Room 4 / Villages and towns in the late 15th century – early 16th century
In this room visitors may follow the changes in the country's settlement network and people's way of life through the objects that survived from the everyday life of villages and towns. The heating of rural dwellings has become more economical and comfortable, as shown by the spread of stoves. More and more liturgical objects were produced for the churches of the urban bourgeoisie during this period, and the typical Hungarian techniques of wire enamel cloisonné and filigree decoration were also emerging.
Fun facts:
- In the 15th century, a change occurred in the village housing culture of the central lowland regions of the country: the oven heated from the base of the chimney appeared, which characterised the folk architecture of this region until the end of the 19th century.
- The Bártfa bookcase was transferred from the Church of St. Egidius in Bártfa to the National Museum, together with the books that constituted the first public library in the country. Indeed, after the Reformation, the town, which had become Lutheran, opened its church library to the public, which was also enriched with the works of the Reformers.
- The letterforms of the printed missals of the 15th century followed the letterforms of the handwritten codices. The volumes left blank spaces for ornate initials and pictures, which were then hand-painted.
- The urban bourgeoisie engaged in long-distance trade were initially mostly of German and Italian origin, with family connections extending to several towns. These family ties can be seen, for example, on the tombstone of Miklós Dobringer (Nicolaus Dobrynger), a citizen of Buda who died in 1462.The coat of arms depicted there is also found in the Selmecbánya law book, with the inscription "Jacob Dobrynger".
- The German towns of the 16th and 17th centuries revived the Gothic style of gold- and silversmithing and alternately called it altkirchlich ("Old Church") or siebenbürgisch ("Transylvanian"), since Transylvanian goldsmiths preserved the Gothic forms even in the late period and transmitted them to the Balkans.

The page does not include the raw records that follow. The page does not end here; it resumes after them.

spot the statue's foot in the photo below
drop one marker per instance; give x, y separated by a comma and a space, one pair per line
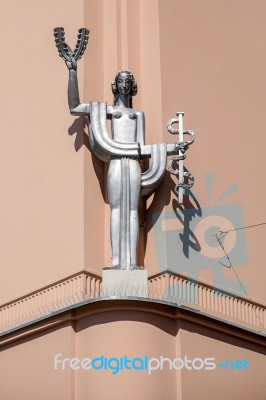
118, 267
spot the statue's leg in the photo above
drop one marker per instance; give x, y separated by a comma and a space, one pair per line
114, 190
135, 185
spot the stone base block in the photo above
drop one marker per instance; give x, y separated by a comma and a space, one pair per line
121, 283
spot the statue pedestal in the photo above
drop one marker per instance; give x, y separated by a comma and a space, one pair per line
123, 283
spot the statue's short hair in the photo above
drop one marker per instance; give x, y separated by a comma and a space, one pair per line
134, 86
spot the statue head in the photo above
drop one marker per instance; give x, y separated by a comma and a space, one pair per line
124, 84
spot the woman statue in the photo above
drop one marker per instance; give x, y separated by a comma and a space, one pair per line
123, 151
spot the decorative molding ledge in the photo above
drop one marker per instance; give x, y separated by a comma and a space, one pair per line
167, 287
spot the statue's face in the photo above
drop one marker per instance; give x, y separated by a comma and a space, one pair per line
123, 83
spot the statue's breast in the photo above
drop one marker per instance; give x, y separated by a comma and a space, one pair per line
124, 126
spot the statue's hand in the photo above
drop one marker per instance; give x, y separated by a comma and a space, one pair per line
71, 64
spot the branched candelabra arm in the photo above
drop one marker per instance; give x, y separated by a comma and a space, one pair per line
64, 50
181, 147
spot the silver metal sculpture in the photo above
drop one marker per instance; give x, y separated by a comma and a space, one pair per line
123, 151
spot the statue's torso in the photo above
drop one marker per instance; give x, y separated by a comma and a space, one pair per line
124, 124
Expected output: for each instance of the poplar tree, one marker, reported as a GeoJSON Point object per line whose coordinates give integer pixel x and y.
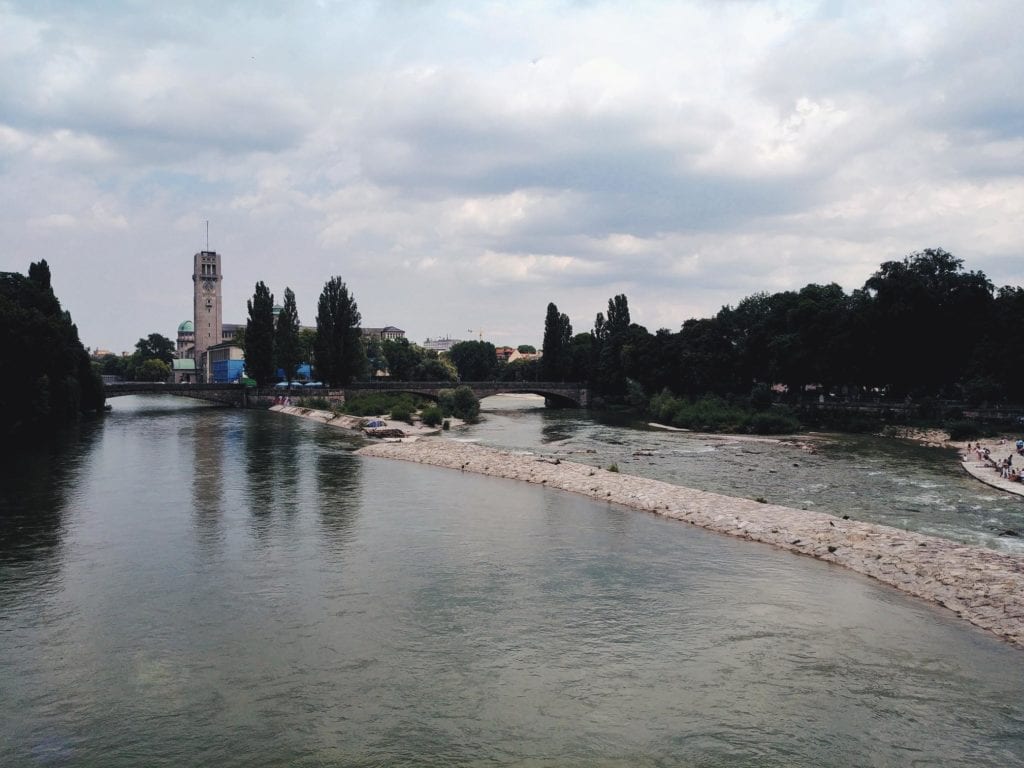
{"type": "Point", "coordinates": [557, 339]}
{"type": "Point", "coordinates": [259, 336]}
{"type": "Point", "coordinates": [287, 345]}
{"type": "Point", "coordinates": [339, 353]}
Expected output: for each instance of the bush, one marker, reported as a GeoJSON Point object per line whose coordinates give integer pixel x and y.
{"type": "Point", "coordinates": [431, 416]}
{"type": "Point", "coordinates": [761, 397]}
{"type": "Point", "coordinates": [445, 401]}
{"type": "Point", "coordinates": [772, 423]}
{"type": "Point", "coordinates": [465, 404]}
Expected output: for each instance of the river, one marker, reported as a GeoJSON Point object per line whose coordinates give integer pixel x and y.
{"type": "Point", "coordinates": [182, 585]}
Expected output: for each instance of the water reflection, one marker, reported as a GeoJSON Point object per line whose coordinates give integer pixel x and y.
{"type": "Point", "coordinates": [340, 495]}
{"type": "Point", "coordinates": [35, 486]}
{"type": "Point", "coordinates": [207, 436]}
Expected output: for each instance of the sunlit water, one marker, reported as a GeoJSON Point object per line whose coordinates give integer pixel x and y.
{"type": "Point", "coordinates": [194, 586]}
{"type": "Point", "coordinates": [893, 482]}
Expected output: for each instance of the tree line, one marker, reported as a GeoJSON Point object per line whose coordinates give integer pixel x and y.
{"type": "Point", "coordinates": [920, 327]}
{"type": "Point", "coordinates": [47, 378]}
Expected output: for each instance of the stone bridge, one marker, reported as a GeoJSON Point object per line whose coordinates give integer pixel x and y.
{"type": "Point", "coordinates": [568, 394]}
{"type": "Point", "coordinates": [227, 394]}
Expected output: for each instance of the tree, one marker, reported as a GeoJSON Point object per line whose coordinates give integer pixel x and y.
{"type": "Point", "coordinates": [48, 379]}
{"type": "Point", "coordinates": [927, 315]}
{"type": "Point", "coordinates": [609, 336]}
{"type": "Point", "coordinates": [259, 336]}
{"type": "Point", "coordinates": [286, 340]}
{"type": "Point", "coordinates": [555, 361]}
{"type": "Point", "coordinates": [475, 360]}
{"type": "Point", "coordinates": [339, 353]}
{"type": "Point", "coordinates": [155, 347]}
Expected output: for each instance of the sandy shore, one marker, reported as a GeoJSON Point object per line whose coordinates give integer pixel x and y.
{"type": "Point", "coordinates": [984, 587]}
{"type": "Point", "coordinates": [355, 423]}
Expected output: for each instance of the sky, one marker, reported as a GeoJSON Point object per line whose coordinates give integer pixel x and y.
{"type": "Point", "coordinates": [462, 164]}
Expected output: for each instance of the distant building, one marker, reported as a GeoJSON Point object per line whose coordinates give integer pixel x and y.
{"type": "Point", "coordinates": [207, 305]}
{"type": "Point", "coordinates": [504, 353]}
{"type": "Point", "coordinates": [388, 333]}
{"type": "Point", "coordinates": [440, 345]}
{"type": "Point", "coordinates": [224, 363]}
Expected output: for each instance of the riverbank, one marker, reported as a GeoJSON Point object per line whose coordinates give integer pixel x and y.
{"type": "Point", "coordinates": [354, 423]}
{"type": "Point", "coordinates": [984, 587]}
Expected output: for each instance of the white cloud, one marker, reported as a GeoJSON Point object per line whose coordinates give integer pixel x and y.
{"type": "Point", "coordinates": [463, 164]}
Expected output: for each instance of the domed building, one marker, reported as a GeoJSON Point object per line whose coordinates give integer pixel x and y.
{"type": "Point", "coordinates": [183, 365]}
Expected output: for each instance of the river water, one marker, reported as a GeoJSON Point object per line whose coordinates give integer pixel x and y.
{"type": "Point", "coordinates": [183, 585]}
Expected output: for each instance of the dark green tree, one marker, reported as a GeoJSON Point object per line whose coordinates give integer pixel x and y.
{"type": "Point", "coordinates": [475, 360]}
{"type": "Point", "coordinates": [259, 336]}
{"type": "Point", "coordinates": [155, 347]}
{"type": "Point", "coordinates": [48, 379]}
{"type": "Point", "coordinates": [555, 361]}
{"type": "Point", "coordinates": [286, 339]}
{"type": "Point", "coordinates": [339, 353]}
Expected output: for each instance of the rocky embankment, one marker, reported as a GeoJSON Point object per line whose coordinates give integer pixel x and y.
{"type": "Point", "coordinates": [984, 587]}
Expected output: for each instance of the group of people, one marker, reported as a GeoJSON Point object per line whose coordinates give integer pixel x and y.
{"type": "Point", "coordinates": [1006, 466]}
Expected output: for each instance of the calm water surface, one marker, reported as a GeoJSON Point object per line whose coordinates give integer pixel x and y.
{"type": "Point", "coordinates": [194, 586]}
{"type": "Point", "coordinates": [893, 482]}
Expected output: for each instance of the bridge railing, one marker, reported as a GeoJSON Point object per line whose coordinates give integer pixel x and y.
{"type": "Point", "coordinates": [406, 385]}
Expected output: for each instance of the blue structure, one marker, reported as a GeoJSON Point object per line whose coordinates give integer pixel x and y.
{"type": "Point", "coordinates": [302, 373]}
{"type": "Point", "coordinates": [225, 372]}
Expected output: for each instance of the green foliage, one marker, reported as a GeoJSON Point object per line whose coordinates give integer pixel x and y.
{"type": "Point", "coordinates": [401, 412]}
{"type": "Point", "coordinates": [286, 339]}
{"type": "Point", "coordinates": [475, 360]}
{"type": "Point", "coordinates": [431, 416]}
{"type": "Point", "coordinates": [47, 379]}
{"type": "Point", "coordinates": [445, 401]}
{"type": "Point", "coordinates": [761, 397]}
{"type": "Point", "coordinates": [155, 346]}
{"type": "Point", "coordinates": [259, 336]}
{"type": "Point", "coordinates": [555, 359]}
{"type": "Point", "coordinates": [339, 354]}
{"type": "Point", "coordinates": [465, 404]}
{"type": "Point", "coordinates": [154, 370]}
{"type": "Point", "coordinates": [407, 361]}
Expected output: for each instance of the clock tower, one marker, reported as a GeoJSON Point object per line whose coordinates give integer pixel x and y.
{"type": "Point", "coordinates": [208, 318]}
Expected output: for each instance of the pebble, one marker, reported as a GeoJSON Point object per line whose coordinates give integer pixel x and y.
{"type": "Point", "coordinates": [984, 587]}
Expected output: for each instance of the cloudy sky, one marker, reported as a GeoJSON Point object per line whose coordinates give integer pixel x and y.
{"type": "Point", "coordinates": [462, 164]}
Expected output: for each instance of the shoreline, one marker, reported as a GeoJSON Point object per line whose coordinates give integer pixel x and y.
{"type": "Point", "coordinates": [981, 586]}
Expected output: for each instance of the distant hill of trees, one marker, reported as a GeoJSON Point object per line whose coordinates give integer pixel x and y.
{"type": "Point", "coordinates": [47, 379]}
{"type": "Point", "coordinates": [921, 327]}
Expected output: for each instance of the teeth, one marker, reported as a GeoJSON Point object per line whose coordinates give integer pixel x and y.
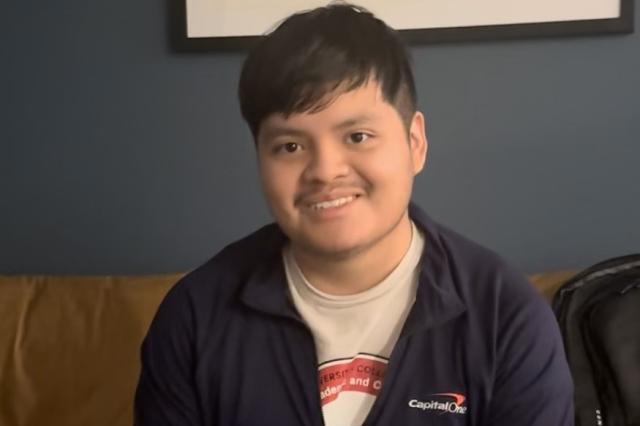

From the early 1500s, the pair of cruets from Nagyvárad (today: Oradea, Romania) combines late Gothic naturalism with filigree decoration. Purchased from the Bethlen family, this pair of cruets, crafted in the first quarter of the 1500s, came from the cathedral of Nagyvárad according to family tradition, combines late Gothic naturalistic pear-shaped decoration from Nuremberg with more abstract filigree surface decoration, considered characteristically Hungarian. One of the earliest known drawings of a pear-shaped figurine is by Albrecht Dürer, whose father was from Ajtós near Nagyvárad, and the object may thus bear witness to the Nuremberg-Hungarian relations among gold- and silversmiths that existed in Dürer's time.
The late 15th-century chalice, with its fully aniconic, beaded, foliate scroll decoration, was commissioned by János Ernuszt, Master of the Horse of King Ulászló I, later ban of Croatia and Slavonia (1507–1510). It bears the coat of arms of his father-in-law and mother-in-law, Imre Pálóczi, Master of the Horse, and Dorottya Rozgonyi. János Ernuszt's wife, Anna Pálóczi, died in 1494, so the chalice must have been commissioned before then.
The so-called Bothár workshop in Besztercebánya (today: Banská Bystrica, Slovakia) produced high-quality glazed tiles with figural decoration, mostly depicting saints, at the end of the 15th century. Some half-finished, ruined tiles have been preserved, six of which have been transferred to the Hungarian National Museum. The article in the picture depicts the haloed Saint Peter holding the keys of heaven.
One of the earliest known leather spectacle frames was found behind the panel of an altar in Liptószentandrás (today: Liptovský Ondrej, Slovakia).